Sin embargo, la realidad, al menos en parte, ha refutado los vaticinios tanto de Fukuyama como de Thurow. El auge de China y de los nacionalpopulismos, incluso en democracias liberales consolidadas y ejemplares como EE UU o Reino Unido, pone en cuestión los postulados de Fukuyama. Thurow, por su parte, acertó en que la guerra del siglo XXI está siendo económica, al menos de momento, sin embargo erró en que no es Japón, estancada desde hace dos décadas, sino China la tercera en discordia y, además, la que lleva ventaja. Es más, el rol europeo en este conflicto es secundario, de coyuntural aliado de uno u otro de los dos actores protagonistas: Pekín y Washington.

El pulso entre chinos y estadounidenses ha popularizado otra teoría geopolítica: la trampa de Tucídides. El politólogo Graham Allison la define como «una tensión estructural letal que se produce cuando una potencia nueva reta a otra establecida». El primero en describir este fenómeno fue Tucídides en su 'Historia de la guerra del Peloponeso', que enfrentó a atenienses y espartanos en el siglo V a. C. durante casi tres décadas. En palabras del historiador y militar griego, «lo que hizo la guerra inevitable fue el ascenso de Atenas y el miedo que eso inspiró en Esparta (la potencia hegemónica del momento)».

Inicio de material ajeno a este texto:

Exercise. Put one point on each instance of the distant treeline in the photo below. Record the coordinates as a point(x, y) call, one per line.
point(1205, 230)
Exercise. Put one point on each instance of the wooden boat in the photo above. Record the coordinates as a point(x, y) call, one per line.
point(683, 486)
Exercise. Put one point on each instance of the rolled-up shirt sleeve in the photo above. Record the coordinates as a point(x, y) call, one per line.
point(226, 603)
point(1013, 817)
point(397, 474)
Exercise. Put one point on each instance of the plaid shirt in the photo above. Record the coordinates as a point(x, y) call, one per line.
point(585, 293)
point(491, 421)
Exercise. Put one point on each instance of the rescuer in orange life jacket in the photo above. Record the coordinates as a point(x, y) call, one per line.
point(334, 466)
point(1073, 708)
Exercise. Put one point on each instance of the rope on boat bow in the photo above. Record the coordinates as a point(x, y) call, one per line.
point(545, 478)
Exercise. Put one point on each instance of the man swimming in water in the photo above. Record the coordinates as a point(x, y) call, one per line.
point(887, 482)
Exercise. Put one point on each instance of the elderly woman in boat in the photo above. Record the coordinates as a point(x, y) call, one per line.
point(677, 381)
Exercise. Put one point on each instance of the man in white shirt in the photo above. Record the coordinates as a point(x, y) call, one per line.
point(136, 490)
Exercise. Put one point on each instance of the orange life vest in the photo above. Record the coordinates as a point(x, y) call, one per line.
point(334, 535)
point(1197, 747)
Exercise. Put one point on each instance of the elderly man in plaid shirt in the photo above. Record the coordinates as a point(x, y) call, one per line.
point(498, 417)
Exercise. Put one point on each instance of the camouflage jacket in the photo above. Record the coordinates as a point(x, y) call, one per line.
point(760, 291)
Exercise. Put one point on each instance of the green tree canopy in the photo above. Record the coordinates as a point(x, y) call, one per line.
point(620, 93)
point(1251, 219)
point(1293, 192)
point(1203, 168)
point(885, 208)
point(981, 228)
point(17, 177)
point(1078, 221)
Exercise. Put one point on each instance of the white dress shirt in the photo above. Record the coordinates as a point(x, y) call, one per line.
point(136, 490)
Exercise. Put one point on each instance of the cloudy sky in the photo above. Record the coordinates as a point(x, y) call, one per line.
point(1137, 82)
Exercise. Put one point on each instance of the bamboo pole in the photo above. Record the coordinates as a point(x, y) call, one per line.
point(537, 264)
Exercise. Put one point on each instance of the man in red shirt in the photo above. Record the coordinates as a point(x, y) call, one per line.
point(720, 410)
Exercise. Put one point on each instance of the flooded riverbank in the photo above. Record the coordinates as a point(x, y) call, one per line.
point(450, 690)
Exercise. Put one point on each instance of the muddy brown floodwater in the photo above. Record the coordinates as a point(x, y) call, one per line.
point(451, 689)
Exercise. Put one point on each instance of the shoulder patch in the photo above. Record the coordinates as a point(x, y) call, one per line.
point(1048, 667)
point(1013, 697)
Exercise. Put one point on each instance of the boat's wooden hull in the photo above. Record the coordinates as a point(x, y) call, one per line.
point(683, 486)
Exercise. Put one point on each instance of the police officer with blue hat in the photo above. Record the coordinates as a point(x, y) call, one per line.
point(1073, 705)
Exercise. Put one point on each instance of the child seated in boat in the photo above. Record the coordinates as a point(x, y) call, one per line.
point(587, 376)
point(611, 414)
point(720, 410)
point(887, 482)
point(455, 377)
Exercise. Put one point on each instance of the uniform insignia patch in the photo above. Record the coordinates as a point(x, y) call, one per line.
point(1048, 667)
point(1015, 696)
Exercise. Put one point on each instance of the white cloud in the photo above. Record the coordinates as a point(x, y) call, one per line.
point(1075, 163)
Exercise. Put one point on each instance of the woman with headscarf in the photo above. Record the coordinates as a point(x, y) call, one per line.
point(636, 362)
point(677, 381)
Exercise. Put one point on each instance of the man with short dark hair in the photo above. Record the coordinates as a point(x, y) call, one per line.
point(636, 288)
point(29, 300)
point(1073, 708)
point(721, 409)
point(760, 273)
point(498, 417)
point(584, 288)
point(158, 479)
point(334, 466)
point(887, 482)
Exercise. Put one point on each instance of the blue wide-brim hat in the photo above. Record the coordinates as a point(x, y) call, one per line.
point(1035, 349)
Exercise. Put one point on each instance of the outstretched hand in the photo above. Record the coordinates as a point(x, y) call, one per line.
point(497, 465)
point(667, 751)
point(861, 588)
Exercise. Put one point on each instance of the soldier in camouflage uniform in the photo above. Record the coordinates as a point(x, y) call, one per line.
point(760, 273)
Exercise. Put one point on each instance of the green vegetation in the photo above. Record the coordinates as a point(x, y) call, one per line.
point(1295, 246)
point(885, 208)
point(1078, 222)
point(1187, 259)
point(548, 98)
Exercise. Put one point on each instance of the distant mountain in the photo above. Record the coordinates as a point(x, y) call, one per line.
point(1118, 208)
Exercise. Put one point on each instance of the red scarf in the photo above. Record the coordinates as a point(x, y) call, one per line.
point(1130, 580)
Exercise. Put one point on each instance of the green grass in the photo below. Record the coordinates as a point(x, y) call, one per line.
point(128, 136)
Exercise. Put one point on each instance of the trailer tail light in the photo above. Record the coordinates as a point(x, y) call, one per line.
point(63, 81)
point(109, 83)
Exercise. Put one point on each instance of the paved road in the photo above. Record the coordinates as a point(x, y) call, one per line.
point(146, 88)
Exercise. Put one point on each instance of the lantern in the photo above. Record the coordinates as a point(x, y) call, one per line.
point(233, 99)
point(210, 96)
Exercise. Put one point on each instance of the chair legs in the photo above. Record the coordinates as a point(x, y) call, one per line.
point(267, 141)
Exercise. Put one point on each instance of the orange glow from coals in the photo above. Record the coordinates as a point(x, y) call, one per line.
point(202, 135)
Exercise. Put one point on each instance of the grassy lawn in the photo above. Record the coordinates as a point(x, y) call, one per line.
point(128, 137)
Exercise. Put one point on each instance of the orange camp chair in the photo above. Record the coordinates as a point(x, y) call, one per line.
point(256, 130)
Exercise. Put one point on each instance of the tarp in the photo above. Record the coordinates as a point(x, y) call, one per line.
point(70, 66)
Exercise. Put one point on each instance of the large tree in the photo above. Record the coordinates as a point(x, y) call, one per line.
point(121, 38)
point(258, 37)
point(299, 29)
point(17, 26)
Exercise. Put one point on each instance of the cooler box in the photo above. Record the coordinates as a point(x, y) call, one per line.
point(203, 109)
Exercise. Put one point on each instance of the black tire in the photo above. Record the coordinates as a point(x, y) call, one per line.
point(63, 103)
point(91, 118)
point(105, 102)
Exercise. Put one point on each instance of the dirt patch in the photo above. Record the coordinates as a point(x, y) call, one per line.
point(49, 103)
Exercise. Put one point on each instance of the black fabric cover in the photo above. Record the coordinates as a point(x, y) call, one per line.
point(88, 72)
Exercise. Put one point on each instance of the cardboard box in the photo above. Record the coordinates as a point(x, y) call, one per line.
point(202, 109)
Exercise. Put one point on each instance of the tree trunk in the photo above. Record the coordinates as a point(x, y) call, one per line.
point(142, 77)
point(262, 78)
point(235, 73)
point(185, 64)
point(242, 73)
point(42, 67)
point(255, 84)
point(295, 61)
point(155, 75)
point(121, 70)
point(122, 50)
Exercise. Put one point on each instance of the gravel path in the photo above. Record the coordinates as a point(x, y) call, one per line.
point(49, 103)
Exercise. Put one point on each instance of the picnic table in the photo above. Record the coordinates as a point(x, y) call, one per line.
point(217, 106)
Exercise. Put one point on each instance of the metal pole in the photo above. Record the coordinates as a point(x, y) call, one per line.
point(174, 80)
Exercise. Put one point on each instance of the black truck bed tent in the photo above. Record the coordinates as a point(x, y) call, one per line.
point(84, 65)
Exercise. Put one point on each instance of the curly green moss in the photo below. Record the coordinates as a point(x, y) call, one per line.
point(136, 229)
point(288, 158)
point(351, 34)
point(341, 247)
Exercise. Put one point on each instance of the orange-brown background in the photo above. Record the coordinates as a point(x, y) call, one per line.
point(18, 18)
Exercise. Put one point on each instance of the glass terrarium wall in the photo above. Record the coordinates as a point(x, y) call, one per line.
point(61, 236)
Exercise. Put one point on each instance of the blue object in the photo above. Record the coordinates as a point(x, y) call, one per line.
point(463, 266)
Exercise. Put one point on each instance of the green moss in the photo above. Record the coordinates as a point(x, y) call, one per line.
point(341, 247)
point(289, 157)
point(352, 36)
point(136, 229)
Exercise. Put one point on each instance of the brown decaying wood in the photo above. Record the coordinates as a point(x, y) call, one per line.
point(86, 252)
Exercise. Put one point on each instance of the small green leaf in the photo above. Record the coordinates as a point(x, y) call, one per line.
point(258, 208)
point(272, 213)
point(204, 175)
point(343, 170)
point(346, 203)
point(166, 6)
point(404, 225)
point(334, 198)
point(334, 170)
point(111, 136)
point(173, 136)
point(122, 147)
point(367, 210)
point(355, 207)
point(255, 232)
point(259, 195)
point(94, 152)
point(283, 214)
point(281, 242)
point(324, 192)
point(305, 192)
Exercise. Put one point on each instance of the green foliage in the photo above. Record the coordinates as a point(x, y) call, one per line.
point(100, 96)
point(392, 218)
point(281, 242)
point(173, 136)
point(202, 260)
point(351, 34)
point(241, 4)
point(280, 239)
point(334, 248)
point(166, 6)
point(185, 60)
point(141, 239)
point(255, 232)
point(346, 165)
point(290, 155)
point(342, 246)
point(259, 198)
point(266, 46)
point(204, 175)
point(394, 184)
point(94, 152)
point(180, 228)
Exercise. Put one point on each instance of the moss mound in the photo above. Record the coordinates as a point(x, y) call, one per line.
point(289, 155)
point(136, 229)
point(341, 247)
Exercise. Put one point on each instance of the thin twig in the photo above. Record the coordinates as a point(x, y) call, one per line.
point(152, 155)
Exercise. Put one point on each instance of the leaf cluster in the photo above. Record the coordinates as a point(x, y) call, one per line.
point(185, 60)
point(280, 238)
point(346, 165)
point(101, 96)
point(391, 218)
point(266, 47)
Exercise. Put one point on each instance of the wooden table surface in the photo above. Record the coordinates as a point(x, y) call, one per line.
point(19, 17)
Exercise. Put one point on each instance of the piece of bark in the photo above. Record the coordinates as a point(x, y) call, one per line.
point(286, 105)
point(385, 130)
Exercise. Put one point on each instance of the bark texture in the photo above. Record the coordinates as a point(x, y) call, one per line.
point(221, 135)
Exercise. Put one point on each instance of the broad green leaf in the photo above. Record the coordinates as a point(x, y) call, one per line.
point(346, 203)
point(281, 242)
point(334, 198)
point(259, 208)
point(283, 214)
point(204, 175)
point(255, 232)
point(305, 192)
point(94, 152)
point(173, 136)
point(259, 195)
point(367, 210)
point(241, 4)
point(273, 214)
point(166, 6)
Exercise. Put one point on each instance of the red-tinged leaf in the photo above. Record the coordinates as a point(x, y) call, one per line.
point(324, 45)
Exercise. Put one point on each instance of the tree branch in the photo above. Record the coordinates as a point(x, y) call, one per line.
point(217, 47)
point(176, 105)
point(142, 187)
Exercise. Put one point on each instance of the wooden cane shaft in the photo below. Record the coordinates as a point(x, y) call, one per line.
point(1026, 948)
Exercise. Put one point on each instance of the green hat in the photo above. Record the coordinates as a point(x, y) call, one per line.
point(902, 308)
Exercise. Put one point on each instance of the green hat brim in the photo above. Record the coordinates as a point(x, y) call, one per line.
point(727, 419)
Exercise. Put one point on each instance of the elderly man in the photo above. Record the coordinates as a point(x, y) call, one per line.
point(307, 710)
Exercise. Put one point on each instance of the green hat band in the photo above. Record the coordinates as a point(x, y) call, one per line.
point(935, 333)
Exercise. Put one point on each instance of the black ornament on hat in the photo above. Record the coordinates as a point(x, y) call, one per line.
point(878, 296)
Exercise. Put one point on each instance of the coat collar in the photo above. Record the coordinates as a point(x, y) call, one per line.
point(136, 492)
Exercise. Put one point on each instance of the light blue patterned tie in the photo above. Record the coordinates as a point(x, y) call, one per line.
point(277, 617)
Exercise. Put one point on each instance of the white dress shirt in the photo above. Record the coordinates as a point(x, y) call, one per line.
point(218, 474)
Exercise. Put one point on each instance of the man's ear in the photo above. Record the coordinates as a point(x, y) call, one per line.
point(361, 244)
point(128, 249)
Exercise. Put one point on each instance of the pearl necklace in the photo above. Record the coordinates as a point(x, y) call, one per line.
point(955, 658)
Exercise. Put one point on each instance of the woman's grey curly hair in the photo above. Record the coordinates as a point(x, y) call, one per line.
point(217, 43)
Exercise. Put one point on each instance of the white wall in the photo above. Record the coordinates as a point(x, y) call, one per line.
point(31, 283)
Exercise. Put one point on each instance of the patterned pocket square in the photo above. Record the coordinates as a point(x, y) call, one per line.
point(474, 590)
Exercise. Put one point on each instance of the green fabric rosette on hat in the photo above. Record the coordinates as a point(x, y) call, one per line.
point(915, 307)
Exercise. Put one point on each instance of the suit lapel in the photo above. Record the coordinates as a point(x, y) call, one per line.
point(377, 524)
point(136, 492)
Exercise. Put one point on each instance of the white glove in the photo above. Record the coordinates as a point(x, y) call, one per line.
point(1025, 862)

En su obra 'Con destino a la guerra: ¿es posible que EE UU y China escapen de la trampa de Tucídides?', Allison argumenta que el estallido de una guerra entre los dos países en las próximas décadas no solo es posible, sino mucho más probable de lo que se piensa.

En los últimos 500 años, el profesor de la Universidad de Harvard ha encontrado 16 casos en los que el ascenso de una potencia emergente trastocó la posición de otra dominante. Doce de ellos terminaron en guerra abierta. No obstante, hay cuatro que no, lo que demuestra que la guerra no es inevitable. Uno de esos cuatro casos es la Guerra Fría que durante cuatro décadas mantuvieron EE UU y la Unión Soviética.

También fría y económica es por ahora la guerra entre China y EE UU, aunque sus actuales líderes, Xi Jinping y Donald Trump, que adolecen del síndrome de Hibris, invitan a la tranquilidad tanto como el doctor Strangelove. Crucial en el desenlace de este conflicto será la batalla por el control del 5G, la quinta generación de las tecnologías y estándares de comunicación inalámbrica. Quien controle el 5G controlará el mundo.